Me miró con curiosidad, terminó de lavarse y empezó a secarse las manos con una toalla.

“¿Dónde está Jaris?” Miré a mi alrededor, empezando a sentirme incómoda.

“Tranquila, ¿vale? Jaris está bien. Esta es solo la sangre de alguien que estaba resultando ser terco.”

Aun así, lo miré con desconfianza, manteniendo una buena distancia entre nosotros.

“Así que,” arrojó la toalla a un lado mientras se apoyaba en el mostrador. “¿Qué te hizo recapacitar?”

“No vine aquí a hablar. ¿Dónde está el contrato? Terminemos con esto para que puedas dejar ir a Jaris.”

“Bueno, si firmas el contrato y vives conmigo, tendremos mucho de qué hablar. Así que quizás deberías acostumbrarte.”

Me mantuve en silencio pero clavé mi mirada seria en él.

Al darse cuenta, se rió y salió corriendo a una habitación de la que regresó brevemente con el pergamino en la mano.

“Sabes que no puedes firmarlo ahora. Debe ser de noche. Afortunadamente, habrá luna llena esta noche.”

“Lo sé. Solo quiero revisarlo.” Le abrí la palma de la mano, él me entregó el contrato mientras lo examinaba detenidamente.

Básicamente, debía servirle y hacer su voluntad. También tendría que ver con Jaris y su gente. Esto era como pedirme que me convirtiera en enemiga de las personas que han sido mi familia.

“Me gustaría agregar algo,” dije cuando terminé de leer.

…….

Al caer la noche, Caden incluyó la regla en el contrato. Con la luna llena, ambos estábamos debajo de ella, el contrato en mano.

Todavía no me dejaría ver a Jaris hasta que el proceso hubiera terminado. Por eso estaba ansiosa por terminar y ver cómo estaba Jaris.

Se nos presentó una pequeña hoja. Entonamos una serie de frases sagradas, luego fui la primera en hacerme un corte en la mano, mojé la pluma en mi sangre y firmé en la página que requería mi firma. La sangre se secó de inmediato.

Caden hizo lo mismo con su sangre, los dos nos comprometimos oficialmente a este contrato con la Luna como testigo.

Me sentí disgustada al final. Pero no Caden. Se veía victorioso.

“Ahora llévame a él.” Le espeté.

“No tengas tanta prisa, Lírica. Recuerda que estás a punto de decirle adiós doloroso. ¿O estás emocionada por eso?”

Lo fulminé con la mirada. Se rió mientras abría el camino.
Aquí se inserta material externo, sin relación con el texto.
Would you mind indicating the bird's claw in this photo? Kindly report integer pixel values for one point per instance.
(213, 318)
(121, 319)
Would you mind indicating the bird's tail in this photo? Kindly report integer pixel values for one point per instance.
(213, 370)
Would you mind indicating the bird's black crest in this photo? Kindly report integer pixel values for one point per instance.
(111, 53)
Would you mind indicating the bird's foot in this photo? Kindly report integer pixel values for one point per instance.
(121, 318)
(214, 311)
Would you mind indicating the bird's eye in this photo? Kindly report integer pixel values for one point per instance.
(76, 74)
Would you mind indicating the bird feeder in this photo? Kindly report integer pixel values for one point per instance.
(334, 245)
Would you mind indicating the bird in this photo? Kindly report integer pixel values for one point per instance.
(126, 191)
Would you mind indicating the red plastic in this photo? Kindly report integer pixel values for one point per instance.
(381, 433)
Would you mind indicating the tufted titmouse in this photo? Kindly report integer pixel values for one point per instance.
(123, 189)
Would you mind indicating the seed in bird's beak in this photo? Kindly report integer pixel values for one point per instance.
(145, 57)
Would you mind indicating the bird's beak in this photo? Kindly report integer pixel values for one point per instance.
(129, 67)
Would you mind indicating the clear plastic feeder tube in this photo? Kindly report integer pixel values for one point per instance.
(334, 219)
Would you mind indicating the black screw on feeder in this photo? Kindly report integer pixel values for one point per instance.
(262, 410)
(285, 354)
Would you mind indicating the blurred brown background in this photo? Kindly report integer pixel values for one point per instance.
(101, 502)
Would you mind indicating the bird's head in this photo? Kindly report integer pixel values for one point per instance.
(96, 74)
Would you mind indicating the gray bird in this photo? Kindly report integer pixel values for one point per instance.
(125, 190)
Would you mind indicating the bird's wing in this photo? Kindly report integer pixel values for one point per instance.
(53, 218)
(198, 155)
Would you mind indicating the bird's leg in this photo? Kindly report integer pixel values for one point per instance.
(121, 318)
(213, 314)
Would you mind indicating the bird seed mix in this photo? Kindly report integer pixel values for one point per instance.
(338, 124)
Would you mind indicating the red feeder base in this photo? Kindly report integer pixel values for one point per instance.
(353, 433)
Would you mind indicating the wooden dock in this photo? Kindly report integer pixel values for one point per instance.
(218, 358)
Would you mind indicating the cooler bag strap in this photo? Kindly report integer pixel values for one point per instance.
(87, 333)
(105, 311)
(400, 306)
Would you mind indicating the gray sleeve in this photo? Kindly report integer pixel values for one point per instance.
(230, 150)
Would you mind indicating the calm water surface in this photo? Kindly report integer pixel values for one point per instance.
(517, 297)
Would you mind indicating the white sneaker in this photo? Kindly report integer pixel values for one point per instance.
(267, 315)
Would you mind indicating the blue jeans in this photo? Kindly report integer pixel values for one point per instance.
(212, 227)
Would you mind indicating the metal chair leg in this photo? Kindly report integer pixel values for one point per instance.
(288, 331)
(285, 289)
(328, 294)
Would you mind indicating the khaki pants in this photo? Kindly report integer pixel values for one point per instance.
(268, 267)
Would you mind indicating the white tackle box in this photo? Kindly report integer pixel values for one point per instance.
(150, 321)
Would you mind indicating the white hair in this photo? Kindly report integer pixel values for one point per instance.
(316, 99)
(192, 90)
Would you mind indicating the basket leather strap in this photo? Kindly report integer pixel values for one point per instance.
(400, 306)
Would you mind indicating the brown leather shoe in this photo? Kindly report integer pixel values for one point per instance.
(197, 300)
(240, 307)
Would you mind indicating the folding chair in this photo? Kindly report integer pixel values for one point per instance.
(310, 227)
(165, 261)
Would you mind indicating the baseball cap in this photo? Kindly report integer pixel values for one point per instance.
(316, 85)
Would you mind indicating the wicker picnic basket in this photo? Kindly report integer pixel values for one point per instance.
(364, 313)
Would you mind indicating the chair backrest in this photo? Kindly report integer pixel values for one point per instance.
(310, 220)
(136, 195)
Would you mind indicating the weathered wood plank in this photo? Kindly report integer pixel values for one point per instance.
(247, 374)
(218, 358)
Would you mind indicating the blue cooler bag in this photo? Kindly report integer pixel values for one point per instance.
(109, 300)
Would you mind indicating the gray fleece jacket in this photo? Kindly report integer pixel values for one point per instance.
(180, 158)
Finalmente, ver el rostro de Jaris fue un alivio en una habitación sofocante. Como alguien que había estado atrapado bajo el agua durante tanto tiempo y acababa de salir a la superficie.

Me apresuré a su lado donde yacía en la cama. Parecía estar profundamente dormido, igual que Caden había estado todos esos años atrás cuando lo encontré en el hospital.

¿Esto era doloroso para él? Me pregunté temerosa. ¿Y si estaba atrapado en un sueño, uno en el que constantemente busca escapar?

Sostuve su rostro, una lágrima se deslizó mientras pensaba en alejarme de él. Era increíble cómo los planes de una persona podían cambiar tan drásticamente. Solo dos semanas atrás, estábamos planeando fugarnos. Y hoy, estaba a punto de despedirme de lo que compartíamos.

“Le daré el antídoto ahora, Lírica. Estoy seguro de que sabes qué hacer. Recuerda, tenemos un contrato firmado. No puedes arruinar esto,” advirtió Caden desde detrás de mí.